The myth that the McCain-Feingold campaign finance law is needed to keep corporate money from taking over politics took another hit as the New York Times documents the cozy relationship between the Congressional Black Caucus and corporate America.
When the Congressional Black Caucus wanted to pay off the mortgage on its foundation’s stately 1930s redbrick headquarters on Embassy Row, it turned to a familiar roster of friends: corporate backers like Wal-Mart, AT&T, General Motors, Coca-Cola and Altria, the nation’s largest tobacco company.
Soon enough, in 2008, a jazz band was playing at what amounted to a mortgage-burning party for the $4 million town house.
Most political groups in Washington would have been barred by law from accepting that kind of direct aid from corporations. But by taking advantage of political finance laws, the caucus has built a fund-raising juggernaut unlike anything else in town.
It has a traditional political fund-raising arm subject to federal rules. But it also has a network of nonprofit groups and charities that allow it to collect unlimited amounts of money from corporations and labor unions.
From 2004 to 2008, the Congressional Black Caucus’s political and charitable wings took in at least $55 million in corporate and union contributions, according to an analysis by The New York Times, an impressive amount even by the standards of a Washington awash in cash.
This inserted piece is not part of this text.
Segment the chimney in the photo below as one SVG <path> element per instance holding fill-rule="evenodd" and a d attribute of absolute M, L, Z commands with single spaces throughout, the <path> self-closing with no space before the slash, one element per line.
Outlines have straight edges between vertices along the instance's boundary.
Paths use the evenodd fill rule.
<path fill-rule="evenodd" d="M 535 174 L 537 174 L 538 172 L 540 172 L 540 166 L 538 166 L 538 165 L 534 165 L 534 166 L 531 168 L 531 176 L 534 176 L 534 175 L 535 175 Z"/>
Only $1 million of that went to the caucus’s political action committee; the rest poured into the largely unregulated nonprofit network. (Data for 2009 is not available.)
The very laws that were to prohibit this sort of arrangement, actually made it possible.
The CBC has been taking increased criticism of what is seen as a conflating of the charitable and political activities of the organization and in fact, federal tax records show that in 2008, the Congressional Black Caucus Foundation spent more on the caterer for its signature legislative dinner and conference ($700,000) than it gave out in scholarships.
The CBC is a great example of how McCain-Feingold did nothing to stem the tide of corporate cash flowing into politics but rather forced the money underground to be laundered through an elaborate nonprofit network.
Money isn't the problem, it's the transparency or lack thereof that is needed to show to what extent that money is influencing the political process.
H/T: Hot Air
1 comment:
You mean the same New York Times in which foreign gazillionaire Carlos Slim Helu has a significant ownership stake?
We better shut down their free speech rights before they influence elections.